Next in our series examining how English law is being used in different jurisdictions, we hear from Dubai and Singapore

English law is vital for divorcing couples in Dubai and Singapore

Alexandra Tribe

I set up Expatriate Law in 2010. I was living in Dubai at the time and set up the firm to meet the specific needs of British expats in the United Arab Emirates (UAE) who found themselves needing access to English family law advice.

Alexandra Tribe_headshot

Alexandra Tribe

We are now a team of 13 lawyers and six support staff and we are based across London, the UAE and most recently Singapore.

A divorce is challenging in normal circumstances. But for expat families there are layers of additional complexity: choice of jurisdiction for the divorce and how that can affect the financial outcome, residence rights for the trailing spouse following divorce, dealing with foreign businesses and complex assets in multiple jurisdictions, as well as cross-border enforcement problems and the movement of children across international borders.

For British expats living overseas, divorce and the financial matters arising can usually be dealt with through the English courts. This is because proceedings can be initiated in England based on one of the parties’ domicile, even for those who have lived abroad for years.

Jurisdiction has widened post-Brexit, with the restrictions relating to maintenance claims under the EU maintenance regulations falling away.

I found that British expatriates living in the Middle East were greatly reassured to be able to resolve their family law disputes under English law, using principles of needs and fairness that were familiar to them.

The laws in the UAE are Sharia based and have evolved from a culture that places financial responsibility on a wife’s father or brother rather than her former spouse.

Expatriate couples can instead use English law to resolve issues on divorce or separation in an amicable way, using a range of alternative dispute resolution (ADR) methods that have developed over time such as mediation, Private financial dispute resolution appointments (FDRs), arbitration, collaborative law or round table meetings.

If court is required, hearings can now take place online. My nine years practising family law in Dubai has given me a true insight into how expat life differs from life at home; this knowledge and experience helps me give rounded advice to our expatriate clients.

Sonny Patel

In 2014, after eight years practising in London, I joined Expatriate Law to focus entirely on cross-border cases and to enjoy the unique opportunity to practice English family law while living in the Middle East.

Sonny Patel_headshot

Sonny Patel

In 2017, I visited Singapore to work out whether it was possible for us to set up here and by October 2019 we were up and running as a licensed Foreign Law Practice.

I am instructed by British expats primarily based in Singapore and across Asia, but I still receive enquiries from all over the world.

Although Singapore’s legal system has its roots in English common law, Singapore is a mature, independent legal system. Kara Owen, the British High Commissioner to Singapore describes London and Singapore as peers in the 'premier league of litigation'. The Singaporean lawyers I have worked with have been outstanding.

There are a number of differences between English and Singaporean family law which can fundamentally alter the financial outcome of a divorce:

  • In Singapore, it’s possible to definitively exclude non-matrimonial assets.

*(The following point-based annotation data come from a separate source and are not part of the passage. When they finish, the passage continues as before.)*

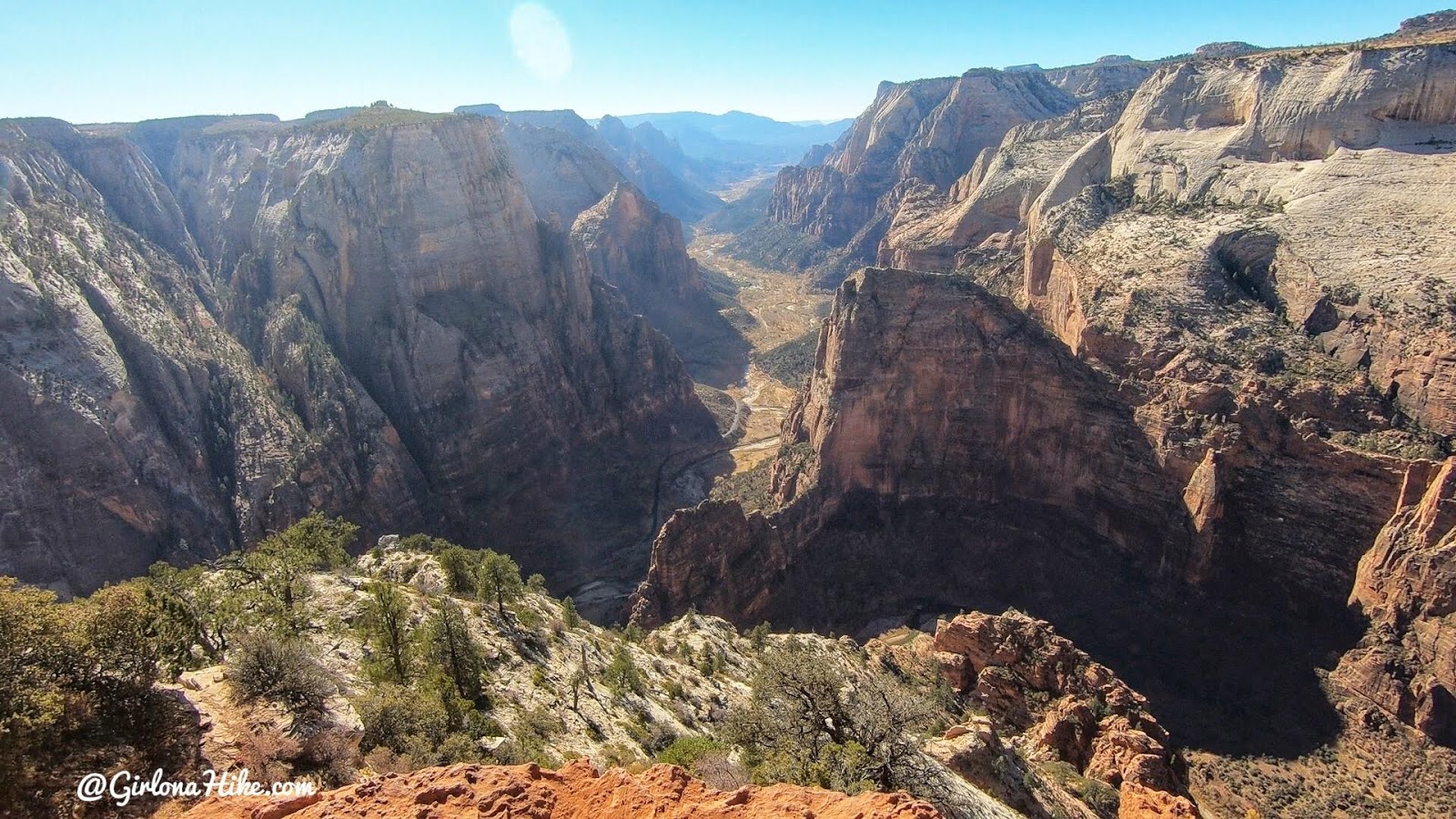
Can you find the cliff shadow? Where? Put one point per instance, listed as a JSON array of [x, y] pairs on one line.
[[1234, 675]]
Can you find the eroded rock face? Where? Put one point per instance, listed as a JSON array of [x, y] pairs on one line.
[[1407, 586], [951, 452], [1037, 687], [575, 792], [368, 319], [628, 242], [926, 131]]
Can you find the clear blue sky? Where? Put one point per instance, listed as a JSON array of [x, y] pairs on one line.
[[124, 60]]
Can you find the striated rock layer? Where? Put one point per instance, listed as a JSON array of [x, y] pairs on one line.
[[1407, 586], [575, 792], [951, 452], [363, 317], [916, 140], [637, 248], [1057, 704]]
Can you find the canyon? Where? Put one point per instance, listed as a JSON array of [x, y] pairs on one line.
[[220, 325], [1155, 358], [1161, 356]]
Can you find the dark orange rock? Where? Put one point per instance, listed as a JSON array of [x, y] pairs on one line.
[[575, 792]]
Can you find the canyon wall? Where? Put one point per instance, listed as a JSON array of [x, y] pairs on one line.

In England, those same assets can still be vulnerable to division on divorce.
  • In England, a financially dependent party can maintain legal representation by way of a divorce litigation loan or by making an interim application to force the other party to pay their legal fees.
  • However, in Singapore it’s not uncommon for expat wives to have to represent themselves throughout the process, which can create a perverse incentive for the husband to make the proceedings as difficult as possible.
  • English family law is gender-neutral. In Singapore, a dependent husband cannot pursue spousal maintenance claims against his wife unless he is 'incapacitated'.

It is simplistic to assume that wives would automatically want to proceed in England and that husbands would want to proceed in Singapore. Every case is different, and a single fact can tip the decision in either direction.

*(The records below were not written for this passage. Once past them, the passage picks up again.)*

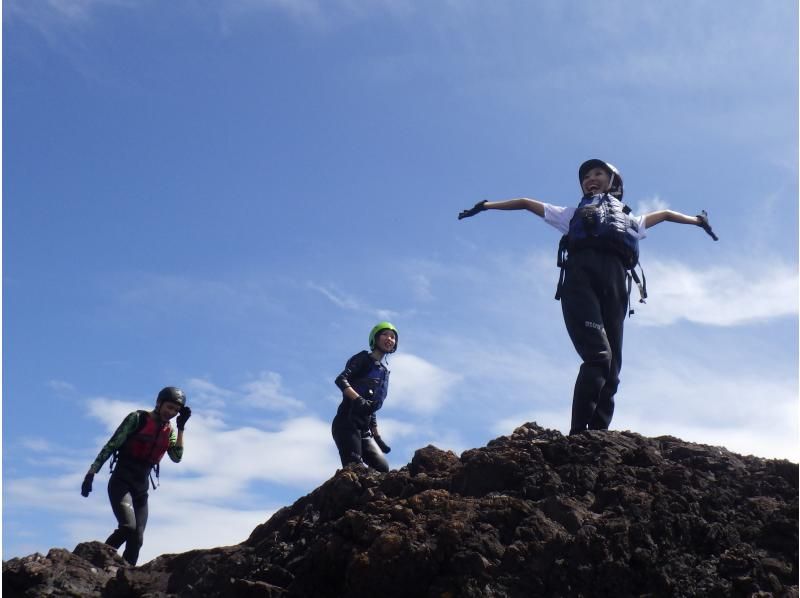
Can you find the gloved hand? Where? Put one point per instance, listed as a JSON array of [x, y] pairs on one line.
[[86, 487], [184, 414], [381, 444], [703, 218], [478, 207]]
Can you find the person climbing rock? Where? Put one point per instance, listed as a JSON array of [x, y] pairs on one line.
[[597, 254], [364, 383], [137, 446]]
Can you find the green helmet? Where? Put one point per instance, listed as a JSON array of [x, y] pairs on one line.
[[171, 394], [380, 327]]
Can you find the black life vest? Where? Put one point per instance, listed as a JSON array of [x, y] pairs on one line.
[[604, 222], [374, 385], [149, 443]]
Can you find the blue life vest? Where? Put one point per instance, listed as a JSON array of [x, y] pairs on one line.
[[374, 385], [603, 222]]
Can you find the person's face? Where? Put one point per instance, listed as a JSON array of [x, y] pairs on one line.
[[386, 342], [168, 410], [596, 180]]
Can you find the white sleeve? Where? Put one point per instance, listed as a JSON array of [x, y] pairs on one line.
[[558, 216]]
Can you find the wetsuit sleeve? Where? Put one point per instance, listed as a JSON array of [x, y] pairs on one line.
[[125, 429], [356, 367], [558, 216], [174, 451]]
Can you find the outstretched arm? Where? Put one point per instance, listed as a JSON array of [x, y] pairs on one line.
[[520, 203], [654, 218], [700, 220]]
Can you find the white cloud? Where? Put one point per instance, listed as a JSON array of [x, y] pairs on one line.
[[418, 385], [650, 204], [61, 386], [719, 296], [266, 393], [350, 303]]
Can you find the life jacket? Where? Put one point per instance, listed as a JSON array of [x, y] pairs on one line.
[[603, 222], [149, 442]]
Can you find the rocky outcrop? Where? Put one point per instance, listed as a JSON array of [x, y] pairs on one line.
[[531, 514]]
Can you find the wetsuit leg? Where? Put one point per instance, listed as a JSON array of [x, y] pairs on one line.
[[615, 309], [581, 307], [129, 505], [134, 543], [348, 440], [373, 456]]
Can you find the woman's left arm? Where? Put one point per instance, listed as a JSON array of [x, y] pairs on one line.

Even when there is a theoretical option to defend English proceedings most respondents prefer to engage rather than force the family into destructive and damaging litigation across two jurisdictions.

The ability to apply for financial relief in the English courts after an overseas divorce looms over settlement negotiations.

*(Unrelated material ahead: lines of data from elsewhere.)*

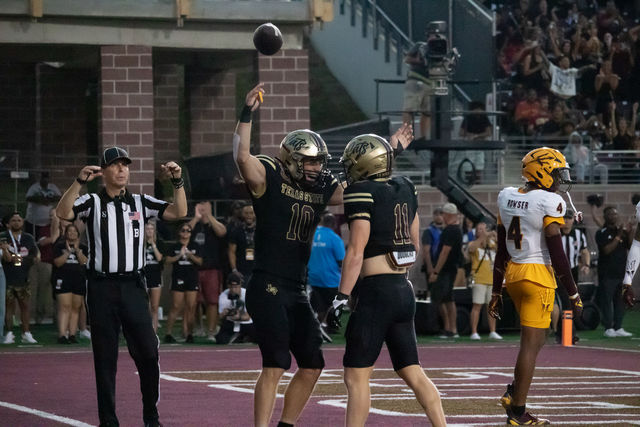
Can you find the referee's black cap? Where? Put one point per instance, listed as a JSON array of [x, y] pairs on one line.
[[112, 154]]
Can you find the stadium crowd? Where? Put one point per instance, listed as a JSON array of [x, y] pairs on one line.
[[571, 68]]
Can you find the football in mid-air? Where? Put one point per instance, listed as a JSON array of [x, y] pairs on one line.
[[267, 39]]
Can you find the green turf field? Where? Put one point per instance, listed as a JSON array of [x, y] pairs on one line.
[[47, 336]]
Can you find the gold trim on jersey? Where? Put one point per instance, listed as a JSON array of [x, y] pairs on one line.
[[350, 195], [370, 200], [541, 274], [551, 219], [267, 159], [360, 215]]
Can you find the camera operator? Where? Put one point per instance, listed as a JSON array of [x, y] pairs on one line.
[[236, 326], [418, 87]]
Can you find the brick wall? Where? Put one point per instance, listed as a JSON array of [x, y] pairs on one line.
[[64, 115], [286, 104], [17, 106], [212, 111], [168, 85], [126, 113]]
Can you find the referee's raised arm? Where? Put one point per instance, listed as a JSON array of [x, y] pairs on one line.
[[177, 209], [64, 210]]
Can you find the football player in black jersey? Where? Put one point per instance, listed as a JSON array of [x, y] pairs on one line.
[[289, 193], [384, 234]]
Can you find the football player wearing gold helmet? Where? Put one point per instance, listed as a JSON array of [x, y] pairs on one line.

It’s of no use using local law to impose an outcome which fundamentally offends English notions of fairness, because the English court can and will step in to correct an unfair outcome.

The English system heavily encourages parties to settle. FDRs are effective at achieving settlement. The rapid digitisation of work during the pandemic and the use of video calls to host meetings, means that FDRs can now take place digitally for clients wherever they are in the world, without the need to travel.

What opportunities are emerging post-Brexit?

I’ve seen headlines which suggests that the UK’s post-Brexit future will be to emulate Singapore as a low-tax, low-regulation, forward-thinking business environment.

The UK has joined the Association of Southeast Asian Nations (ASEAN) as a 'dialogue partner' and has also applied to join the Comprehensive and Progressive Agreement for Trans-Pacific Partnership (CPTPP) of which Singapore is a member, along with Japan, Malaysia, Vietnam and others.

This proactive engagement with Asia suggests that there will be opportunities on the horizon for British businesses, more opportunities for Brits to work abroad, thereby meaning English law firms will be able to find their niche advising businesses and individuals across the region.